Dr. Peter Nascimento

CRM-PE 30267 · RQE 17037

Leitura de ~5 min
Grupos de apoio para TDAH: como usar sem desinformação — artigo do Dr. Peter Nascimento, psiquiatra em Recife

O valor dos grupos de apoio

Descobrir que outras pessoas enfrentam as mesmas dificuldades que você é uma das experiências mais poderosas do diagnóstico de TDAH. Grupos de apoio — presenciais ou online — oferecem algo que o consultório médico não consegue sozinho: a validação de quem vive a mesma coisa.

Os benefícios reais de participar de grupos de apoio incluem:

  • Redução do isolamento: saber que você não é o único a perder chaves, esquecer compromissos e travar diante de tarefas simples
  • Troca de estratégias práticas: dicas testadas por pessoas com TDAH costumam ser mais realistas do que recomendações teóricas
  • Apoio emocional: espaço para falar sobre frustrações sem julgamento
  • Motivação para o tratamento: ver outros em tratamento pode incentivar a continuidade
  • Informação sobre recursos: indicações de profissionais, medicação, direitos e acesso

Os riscos reais

No entanto, grupos de apoio — especialmente online — também carregam riscos significativos que precisam ser reconhecidos:

Autodiagnóstico sem avaliação

Um dos problemas mais comuns é a cultura do autodiagnóstico. Frases como "se você se identifica, você tem" ou "não precisa de médico para saber" são perigosas porque:

  • Muitas condições compartilham sintomas com o TDAH (ansiedade, depressão, burnout, transtornos de personalidade, problemas de sono)
  • Autodiagnóstico pode levar a tratamento inadequado ou à não investigação de outras causas tratáveis
  • Identificação excessiva com o rótulo pode se tornar mais limitante do que libertadora

Conselhos sobre medicação

É extremamente comum em grupos online encontrar:

  • Pessoas recomendando dosagens específicas de medicação
  • Relatos de uso sem prescrição
  • Comparações entre medicações sem contexto médico
  • Demonização ou glorificação de medicamentos específicos

Medicação para TDAH é controlada (receita tipo A) por boas razões. Decisões sobre tipo, dose e horário precisam ser individualizadas por um médico que conhece seu caso.

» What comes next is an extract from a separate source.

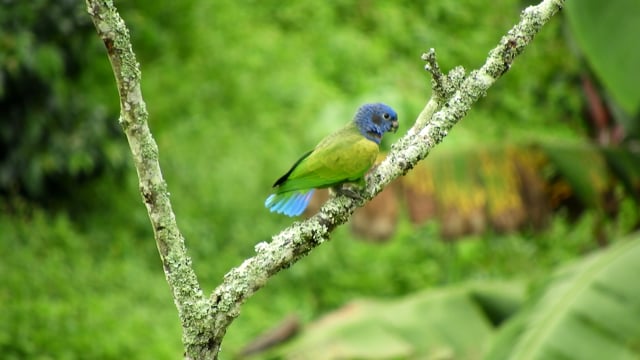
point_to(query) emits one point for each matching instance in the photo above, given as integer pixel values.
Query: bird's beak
(394, 125)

Curas milagrosas e pseudociência

Grupos podem ser terreno fértil para:

  • Suplementos "naturais que curam TDAH"
  • Dietas restritivas sem evidência
  • Terapias alternativas apresentadas como substitutas do tratamento médico
  • Coaching de alto custo com promessas exageradas

Se algo promete curar o TDAH, desconfie. O TDAH é uma condição crônica que pode ser muito bem manejada, mas não tem cura.

Vitimismo e identidade limitante

Alguns grupos podem criar uma cultura onde o TDAH se torna a explicação para tudo e a justificativa para não tentar. Há uma diferença importante entre:

  • "Isso é difícil para mim por causa do TDAH, então vou buscar estratégias" (saudável)
  • "Não consigo fazer nada porque tenho TDAH" (limitante)

O diagnóstico deve ser libertador, não uma prisão.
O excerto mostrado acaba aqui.